ABSTRACT Immunologically active molecules such as cytokines and chemokines have been implicated in skeletal muscle weakness during sepsis as well as recovery from muscle injury. In sepsis, Toll-like receptors (TLRs) act as key sentinel molecules of the innate immune system. Here we determined skeletal muscle cell responses of two prototypical CC and CXC chemokine genes (monocyte chemoattractant protein 1 [MCP-1] and KC, respectively), to stimulation with specific TLR ligands. In addition, we examined whether NF-κB and calcineurin signaling are involved in these responses. Differentiated myotubes and intact whole muscles expressed TLR2, TLR4, TLR5, and TLR9. Stimulation with ligands for TLR2 (peptidoglycan) or TLR4 (LPS) elicited robust and equivalent levels of MCP-1 and KC mRNA expression, whereas stimulation of TLR5 (by flagellin) required gamma interferon priming to induce similar effects. Although both TLR2 and TLR4 ligands activated the NF-κB pathway, NF-κB reporter activity was approximately 20-fold greater after TLR4 stimulation than after TLR2 stimulation.
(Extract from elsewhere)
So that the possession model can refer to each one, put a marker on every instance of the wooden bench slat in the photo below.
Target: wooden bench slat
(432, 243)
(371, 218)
Inhibitory effects of NF-κB blockade on TLR-mediated chemokine gene expression, by either pharmacological (pyrrolidine dithiocarbamate) or molecular (IKKβ dominant-negative transfection) methods, were also more pronounced during TLR4 stimulation. In contrast, inhibitory effects on TLR-mediated chemokine expression of calcineurin blockade (by FK506) were greater for TLR2 than for TLR4 stimulation. MCP-1 and KC mRNA levels also demonstrated differential responses to NF-κB and calcineurin blockade during stimulation with specific TLR ligands. We conclude that skeletal muscle cells differentially utilize the NF-κB and calcineurin pathways in a TLR-specific manner to enable complex regulation of CC and CXC chemokine gene expression.